Defined Benefit  

Airport workers set date for strike over pensions

Airport workers set date for strike over pensions

Unite union members working at Aberdeen and Glasgow airports are set to strike for two days in June over proposals to close their defined benefit pension scheme.

The airport workers will go on strike on June 7 and 10 between 4am and 4pm to protest against proposals to shut the scheme, which Unite says broke an Acas agreement made in 2016 to keep it open to existing members.

In April, members supported strike action by 88.3 per cent on a 79.5 per cent turnout, after a 60-day consultation on closing the DB pension scheme was extended to allow for further discussions.

AGS Airports Limited Group, which owns Aberdeen, Glasgow and Southampton airports, closed discussions on May 20 following a failure by the company to maintain the pension scheme based on the 2016 agreement.

Shauna Wright, Unite regional industrial officer, said: "Unite members at Aberdeen airport will join those at Glasgow airport taking industrial action to fight against this coordinated attack by AGS on our members’ pension scheme. 

"We have repeatedly warned AGS that if it does not keep to the agreements made with us then industrial action would be inevitable. Let’s not forget that this attack comes despite Aberdeen Airport having enjoyed a near doubling of profits."

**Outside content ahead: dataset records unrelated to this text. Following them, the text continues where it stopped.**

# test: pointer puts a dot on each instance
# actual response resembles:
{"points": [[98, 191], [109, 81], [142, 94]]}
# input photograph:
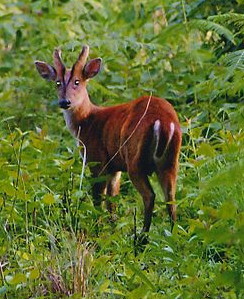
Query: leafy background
{"points": [[54, 243]]}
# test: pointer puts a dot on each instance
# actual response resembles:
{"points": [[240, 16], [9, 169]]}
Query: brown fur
{"points": [[122, 137]]}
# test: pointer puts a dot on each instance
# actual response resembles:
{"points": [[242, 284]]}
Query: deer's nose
{"points": [[64, 103]]}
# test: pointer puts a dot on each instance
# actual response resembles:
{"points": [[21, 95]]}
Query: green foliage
{"points": [[53, 242]]}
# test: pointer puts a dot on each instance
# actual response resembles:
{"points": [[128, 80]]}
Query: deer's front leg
{"points": [[99, 189]]}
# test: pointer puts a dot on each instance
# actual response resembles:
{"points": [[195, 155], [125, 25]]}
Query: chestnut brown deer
{"points": [[140, 137]]}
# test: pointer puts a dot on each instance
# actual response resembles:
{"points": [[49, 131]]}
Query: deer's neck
{"points": [[74, 117]]}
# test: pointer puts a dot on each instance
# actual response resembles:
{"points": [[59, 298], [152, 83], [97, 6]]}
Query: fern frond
{"points": [[206, 25], [234, 19], [234, 60]]}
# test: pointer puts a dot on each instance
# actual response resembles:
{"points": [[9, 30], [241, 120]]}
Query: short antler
{"points": [[58, 63], [81, 61]]}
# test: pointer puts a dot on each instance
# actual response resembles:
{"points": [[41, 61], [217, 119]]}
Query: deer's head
{"points": [[71, 83]]}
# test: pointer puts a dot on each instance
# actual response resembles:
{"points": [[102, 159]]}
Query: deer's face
{"points": [[71, 83]]}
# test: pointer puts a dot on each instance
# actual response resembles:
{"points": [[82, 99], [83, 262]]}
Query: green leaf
{"points": [[34, 274], [18, 278], [48, 199]]}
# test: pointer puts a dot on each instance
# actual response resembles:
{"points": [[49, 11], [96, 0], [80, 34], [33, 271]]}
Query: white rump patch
{"points": [[157, 136]]}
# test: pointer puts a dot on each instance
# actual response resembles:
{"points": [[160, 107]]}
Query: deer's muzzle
{"points": [[64, 104]]}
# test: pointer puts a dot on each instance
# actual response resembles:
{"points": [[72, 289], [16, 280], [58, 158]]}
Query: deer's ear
{"points": [[45, 70], [92, 68]]}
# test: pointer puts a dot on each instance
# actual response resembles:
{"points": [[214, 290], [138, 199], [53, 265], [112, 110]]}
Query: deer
{"points": [[140, 137]]}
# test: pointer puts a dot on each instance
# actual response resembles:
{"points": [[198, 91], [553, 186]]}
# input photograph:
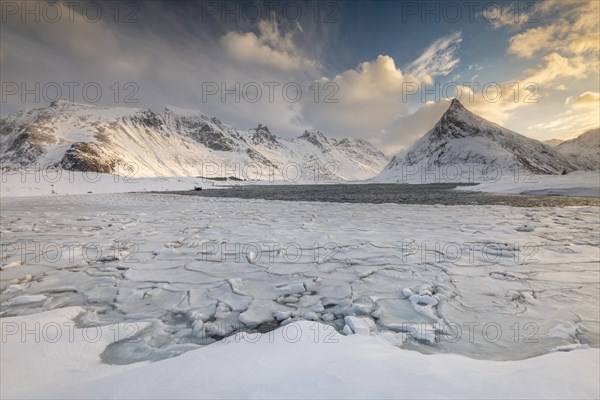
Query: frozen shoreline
{"points": [[302, 360], [181, 296], [23, 183]]}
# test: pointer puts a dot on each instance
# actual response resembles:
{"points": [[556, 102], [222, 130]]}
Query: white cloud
{"points": [[585, 99], [371, 103], [438, 59], [269, 48], [401, 132]]}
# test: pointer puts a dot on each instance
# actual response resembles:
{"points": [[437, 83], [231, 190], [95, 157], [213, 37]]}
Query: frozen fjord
{"points": [[488, 282]]}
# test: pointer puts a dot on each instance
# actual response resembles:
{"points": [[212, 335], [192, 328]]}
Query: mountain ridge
{"points": [[475, 146], [175, 142]]}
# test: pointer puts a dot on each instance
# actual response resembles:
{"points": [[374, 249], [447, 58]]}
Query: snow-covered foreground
{"points": [[574, 184], [178, 274], [301, 360]]}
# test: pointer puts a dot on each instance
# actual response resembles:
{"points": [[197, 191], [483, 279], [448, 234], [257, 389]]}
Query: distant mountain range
{"points": [[176, 142], [465, 147], [173, 143]]}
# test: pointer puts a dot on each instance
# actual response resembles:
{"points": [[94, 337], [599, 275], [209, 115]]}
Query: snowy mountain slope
{"points": [[465, 147], [553, 142], [584, 150], [175, 142]]}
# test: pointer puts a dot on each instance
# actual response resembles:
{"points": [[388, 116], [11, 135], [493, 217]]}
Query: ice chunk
{"points": [[360, 326]]}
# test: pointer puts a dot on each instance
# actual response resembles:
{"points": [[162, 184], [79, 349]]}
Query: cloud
{"points": [[438, 59], [573, 29], [371, 100], [269, 48], [512, 16], [366, 99], [556, 66], [583, 114], [585, 99], [404, 130]]}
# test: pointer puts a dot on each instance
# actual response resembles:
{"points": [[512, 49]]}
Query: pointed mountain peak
{"points": [[456, 106]]}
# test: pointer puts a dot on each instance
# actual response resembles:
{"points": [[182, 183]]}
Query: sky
{"points": [[377, 70]]}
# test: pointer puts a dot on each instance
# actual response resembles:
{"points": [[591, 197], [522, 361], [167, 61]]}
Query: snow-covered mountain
{"points": [[584, 150], [465, 147], [175, 142], [553, 142]]}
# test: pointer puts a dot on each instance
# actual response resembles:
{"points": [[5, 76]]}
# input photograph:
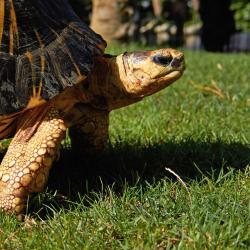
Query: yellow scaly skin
{"points": [[25, 168]]}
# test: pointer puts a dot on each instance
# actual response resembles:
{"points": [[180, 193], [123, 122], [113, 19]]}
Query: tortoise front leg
{"points": [[25, 167]]}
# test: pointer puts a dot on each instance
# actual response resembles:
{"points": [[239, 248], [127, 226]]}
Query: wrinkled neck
{"points": [[107, 81]]}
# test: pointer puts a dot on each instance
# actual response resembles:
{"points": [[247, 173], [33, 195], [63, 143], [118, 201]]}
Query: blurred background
{"points": [[213, 25]]}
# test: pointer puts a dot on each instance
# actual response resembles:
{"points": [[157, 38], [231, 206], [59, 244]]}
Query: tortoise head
{"points": [[144, 73], [128, 77]]}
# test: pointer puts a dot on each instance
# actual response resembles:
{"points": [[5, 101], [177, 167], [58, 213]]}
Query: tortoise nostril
{"points": [[162, 60]]}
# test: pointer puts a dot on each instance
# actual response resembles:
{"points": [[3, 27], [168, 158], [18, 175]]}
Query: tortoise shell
{"points": [[44, 48]]}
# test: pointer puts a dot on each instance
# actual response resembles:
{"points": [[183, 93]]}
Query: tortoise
{"points": [[54, 75]]}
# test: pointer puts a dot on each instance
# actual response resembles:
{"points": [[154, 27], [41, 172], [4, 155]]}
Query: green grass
{"points": [[125, 199]]}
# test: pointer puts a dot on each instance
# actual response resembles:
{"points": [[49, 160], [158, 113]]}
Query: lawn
{"points": [[126, 199]]}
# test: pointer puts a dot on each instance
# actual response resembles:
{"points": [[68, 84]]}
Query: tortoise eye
{"points": [[162, 60]]}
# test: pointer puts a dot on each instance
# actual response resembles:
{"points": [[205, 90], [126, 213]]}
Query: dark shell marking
{"points": [[40, 44]]}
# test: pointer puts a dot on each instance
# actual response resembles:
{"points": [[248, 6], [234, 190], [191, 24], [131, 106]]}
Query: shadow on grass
{"points": [[76, 172]]}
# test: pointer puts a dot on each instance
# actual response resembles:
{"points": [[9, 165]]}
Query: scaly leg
{"points": [[25, 167]]}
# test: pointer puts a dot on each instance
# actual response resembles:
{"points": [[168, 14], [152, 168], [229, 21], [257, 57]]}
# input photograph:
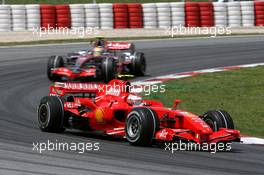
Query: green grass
{"points": [[240, 92], [85, 1]]}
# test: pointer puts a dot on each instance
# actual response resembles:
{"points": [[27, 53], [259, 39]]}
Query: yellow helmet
{"points": [[97, 51]]}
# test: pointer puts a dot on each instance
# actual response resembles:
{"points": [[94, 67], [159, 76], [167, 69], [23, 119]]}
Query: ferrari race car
{"points": [[112, 109], [104, 62]]}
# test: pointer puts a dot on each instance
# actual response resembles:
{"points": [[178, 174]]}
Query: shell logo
{"points": [[99, 115]]}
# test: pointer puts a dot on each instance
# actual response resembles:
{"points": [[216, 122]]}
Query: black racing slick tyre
{"points": [[108, 69], [218, 119], [51, 114], [54, 62], [139, 64], [141, 126]]}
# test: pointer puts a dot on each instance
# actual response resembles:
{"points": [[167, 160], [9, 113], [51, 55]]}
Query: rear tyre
{"points": [[141, 126], [108, 69], [51, 114], [54, 62], [218, 119], [139, 64]]}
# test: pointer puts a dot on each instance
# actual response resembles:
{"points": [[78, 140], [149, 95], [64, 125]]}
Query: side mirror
{"points": [[176, 103]]}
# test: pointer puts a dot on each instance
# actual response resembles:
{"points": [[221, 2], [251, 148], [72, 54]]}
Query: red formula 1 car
{"points": [[106, 62], [113, 110]]}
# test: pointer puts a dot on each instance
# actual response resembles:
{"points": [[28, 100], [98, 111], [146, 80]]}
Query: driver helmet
{"points": [[135, 100], [98, 51]]}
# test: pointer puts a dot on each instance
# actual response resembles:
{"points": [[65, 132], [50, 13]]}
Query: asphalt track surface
{"points": [[24, 82]]}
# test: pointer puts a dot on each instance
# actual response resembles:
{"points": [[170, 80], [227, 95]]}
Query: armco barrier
{"points": [[18, 17], [132, 15], [177, 14]]}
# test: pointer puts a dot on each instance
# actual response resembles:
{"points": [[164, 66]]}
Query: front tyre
{"points": [[54, 62], [139, 64], [108, 69], [218, 119], [141, 126], [51, 114]]}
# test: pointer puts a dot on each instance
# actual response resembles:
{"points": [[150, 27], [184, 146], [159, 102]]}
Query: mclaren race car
{"points": [[113, 110], [106, 61]]}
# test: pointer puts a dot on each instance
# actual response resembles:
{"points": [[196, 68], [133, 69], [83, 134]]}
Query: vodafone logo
{"points": [[118, 45]]}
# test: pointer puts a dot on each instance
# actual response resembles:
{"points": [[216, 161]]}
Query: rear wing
{"points": [[118, 45], [114, 87]]}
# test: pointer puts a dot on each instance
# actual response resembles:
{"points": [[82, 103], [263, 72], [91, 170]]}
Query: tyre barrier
{"points": [[48, 16], [192, 14], [234, 14], [164, 15], [259, 13], [247, 12], [5, 18], [150, 16], [63, 16], [106, 16], [135, 15], [220, 14], [120, 16], [18, 17], [206, 14], [33, 16], [92, 15], [177, 14], [77, 15]]}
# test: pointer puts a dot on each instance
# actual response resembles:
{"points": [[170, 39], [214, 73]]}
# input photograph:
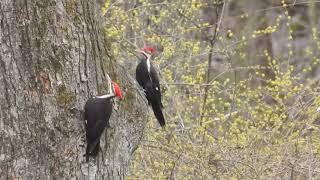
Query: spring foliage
{"points": [[236, 106]]}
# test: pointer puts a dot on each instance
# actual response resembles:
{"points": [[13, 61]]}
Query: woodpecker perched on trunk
{"points": [[147, 78], [97, 112]]}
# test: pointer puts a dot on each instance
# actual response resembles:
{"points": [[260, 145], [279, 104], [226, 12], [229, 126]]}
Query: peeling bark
{"points": [[53, 57]]}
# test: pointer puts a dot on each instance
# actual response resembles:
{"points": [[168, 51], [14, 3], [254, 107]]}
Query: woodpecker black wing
{"points": [[142, 74], [97, 114], [150, 83], [156, 85]]}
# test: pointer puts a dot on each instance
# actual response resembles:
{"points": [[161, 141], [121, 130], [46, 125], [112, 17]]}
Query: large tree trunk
{"points": [[53, 57]]}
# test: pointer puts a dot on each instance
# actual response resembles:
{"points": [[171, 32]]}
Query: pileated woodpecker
{"points": [[147, 78], [97, 112]]}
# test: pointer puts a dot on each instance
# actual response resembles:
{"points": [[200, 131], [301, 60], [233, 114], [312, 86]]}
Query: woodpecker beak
{"points": [[139, 50]]}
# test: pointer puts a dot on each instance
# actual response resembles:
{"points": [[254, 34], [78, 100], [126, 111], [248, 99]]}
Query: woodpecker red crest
{"points": [[117, 90], [149, 50]]}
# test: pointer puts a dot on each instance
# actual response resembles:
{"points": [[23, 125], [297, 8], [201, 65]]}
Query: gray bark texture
{"points": [[53, 56]]}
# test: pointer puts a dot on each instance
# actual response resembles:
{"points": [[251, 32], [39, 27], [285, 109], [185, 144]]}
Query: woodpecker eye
{"points": [[117, 90]]}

Ms Wright also said that further dates will be organised in the summer if the dispute is not settled.

According to Unite, Aberdeen Airport increased its after tax profits from £10.7m in 2016 to £19.1m in 2017.

A spokesperson for AGS said: "We are extremely disappointed that the trade unions have served notice of industrial action. We have been in talks since January and, despite attending Acas, there has been no willingness whatsoever on the part of the unions to engage in a constructive negotiation.

"We made a significant improvement on our initial pay offer which was increased from 1.8 per cent to 3 per cent in line with their demands. This was rejected by the trade unions without further consulting their members. 

"In regards to our final salary pension scheme, it is simply unaffordable with the cost to the company due to rise to 24.7 per cent per employee. We tabled a generous compensation package for the remaining members which again was rejected by unions without further consulting their members."

The spokesperson said the union remained open to further dialogue but would now put its contingency plans in place to ensure business as usual at Aberdeen and Glasgow airports for the two dates in June.